そのどこかに悪意がある人がいて、個人情報に該当するメールがあればそれを抜き出して集めるような仕組みをつくることは非常に簡単なことです。電子メールにある個人情報は自動的に集められていると思われたほうが良いと思います。
ハガキだと良識のある郵便局の人しか見ませんが、電子メールはもっと多くの一般の人の目に触れますから、送るほうに注意が必要な通信手段だと言えます。
そのまま電子メールで受け取るのは問題
インターネットファクスを使って、受信したファクスを会社のメールアドレスで受け取るように設定することができます。ファクス文章はPDFとなり、パスワード無しで誰でも読める形式で、インターネットのメールサーバをいくつも経由してくることになります。
もしもファクスの中に個人情報が含まれている場合は、大きな問題になる可能性があります。
ファクスを送った相手は、個人情報なのでわざわざファクスで送ったのかもしれません。

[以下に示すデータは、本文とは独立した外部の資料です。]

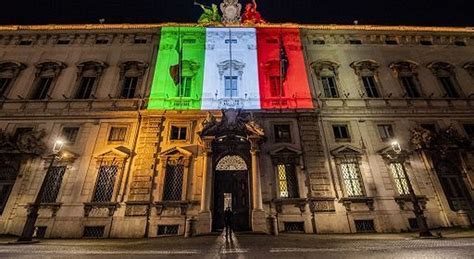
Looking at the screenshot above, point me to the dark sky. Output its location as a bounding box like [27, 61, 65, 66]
[0, 0, 474, 27]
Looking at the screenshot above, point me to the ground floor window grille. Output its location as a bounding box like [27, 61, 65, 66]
[340, 158, 364, 197]
[354, 219, 375, 233]
[390, 162, 410, 195]
[284, 222, 304, 232]
[408, 218, 418, 230]
[82, 226, 105, 238]
[163, 160, 184, 201]
[157, 225, 179, 236]
[277, 163, 298, 198]
[41, 166, 66, 203]
[92, 161, 118, 202]
[33, 226, 47, 238]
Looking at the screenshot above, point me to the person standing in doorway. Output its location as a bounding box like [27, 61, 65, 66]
[224, 207, 234, 239]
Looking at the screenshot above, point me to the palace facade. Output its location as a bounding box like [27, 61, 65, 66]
[0, 24, 474, 238]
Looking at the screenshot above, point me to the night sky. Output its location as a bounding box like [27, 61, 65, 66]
[0, 0, 474, 27]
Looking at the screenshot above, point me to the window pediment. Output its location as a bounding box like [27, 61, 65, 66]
[331, 145, 364, 157]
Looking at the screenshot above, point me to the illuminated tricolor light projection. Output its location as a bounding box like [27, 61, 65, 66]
[148, 27, 314, 110]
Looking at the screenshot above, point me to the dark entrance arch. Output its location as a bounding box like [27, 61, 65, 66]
[212, 135, 250, 231]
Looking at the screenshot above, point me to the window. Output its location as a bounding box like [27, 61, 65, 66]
[349, 40, 362, 45]
[121, 76, 138, 99]
[420, 40, 433, 46]
[133, 37, 148, 44]
[377, 124, 395, 142]
[41, 166, 66, 203]
[463, 124, 474, 139]
[332, 125, 351, 141]
[13, 127, 33, 141]
[163, 160, 184, 201]
[170, 126, 188, 140]
[438, 76, 459, 98]
[76, 77, 96, 99]
[277, 163, 299, 198]
[390, 162, 410, 195]
[339, 158, 364, 197]
[270, 76, 285, 97]
[420, 123, 438, 133]
[95, 38, 109, 45]
[92, 165, 118, 202]
[178, 76, 193, 97]
[62, 127, 79, 144]
[31, 77, 53, 100]
[273, 124, 291, 143]
[362, 76, 380, 98]
[0, 77, 12, 98]
[109, 127, 127, 141]
[225, 76, 237, 97]
[400, 76, 421, 98]
[321, 76, 339, 98]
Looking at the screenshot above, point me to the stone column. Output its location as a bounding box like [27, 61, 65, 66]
[249, 136, 268, 232]
[196, 137, 214, 234]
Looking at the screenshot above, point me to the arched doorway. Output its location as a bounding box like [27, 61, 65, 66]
[212, 154, 250, 231]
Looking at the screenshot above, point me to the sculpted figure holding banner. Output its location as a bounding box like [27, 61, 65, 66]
[242, 0, 266, 24]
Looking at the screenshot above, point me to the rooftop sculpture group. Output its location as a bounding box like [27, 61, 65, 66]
[194, 0, 266, 25]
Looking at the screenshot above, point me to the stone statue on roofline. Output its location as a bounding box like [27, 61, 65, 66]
[242, 0, 267, 24]
[194, 2, 222, 25]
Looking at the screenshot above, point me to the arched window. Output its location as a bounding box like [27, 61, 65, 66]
[74, 61, 108, 99]
[311, 61, 340, 98]
[428, 62, 461, 98]
[0, 61, 26, 98]
[390, 61, 422, 98]
[119, 61, 148, 99]
[30, 61, 66, 100]
[350, 60, 381, 98]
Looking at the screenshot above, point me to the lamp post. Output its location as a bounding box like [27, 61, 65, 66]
[17, 140, 64, 243]
[392, 141, 433, 237]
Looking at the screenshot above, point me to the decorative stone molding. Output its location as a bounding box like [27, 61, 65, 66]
[311, 60, 340, 79]
[339, 197, 374, 212]
[84, 202, 119, 217]
[394, 195, 428, 210]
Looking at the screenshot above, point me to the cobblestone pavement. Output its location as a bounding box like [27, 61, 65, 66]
[0, 234, 474, 259]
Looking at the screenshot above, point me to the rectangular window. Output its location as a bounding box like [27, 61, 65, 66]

相手のファクスがインターネットファクスだなんて思いもしなかったかもしれません。
個人情報を保護することは法律にもなっているように、けっして軽視してはいけない大事な問題です。
電子メールは暗号化すること
もしも個人情報や外部に漏らすことのできない情報を扱う場合は、電子メールでの受渡しは基本的に避けるべきです。しかし、S/MIMEによってメールを暗号化することができます。また電子証明を付けてなりすましや改ざんを検知することもできます。
電子メールを使わないのも選択肢
Webで直接インターネットファクスのサーバーにアクセスして、そこでメールを送る場合は中継されません。Webでアップロードしたりダウンロードした文章はすべてSSL/TLSで暗号化されています。
スマートフォンなどのアプリケーションもWebベースのプロトコルにより通信されますが、これらもSSL/TLSで暗号化されていますので安全です。
まとめ
インターネットファクスでは、ファクスと同等のセキュリティを確保するためには、利用者にもある程度の知識を要求します。
電子メールの暗号化の知識が十分にないのであれば、電子メールで直接受け取ったりすることは避けて、Webでの送受信を行っていれば安全かつ便利に利用することができます。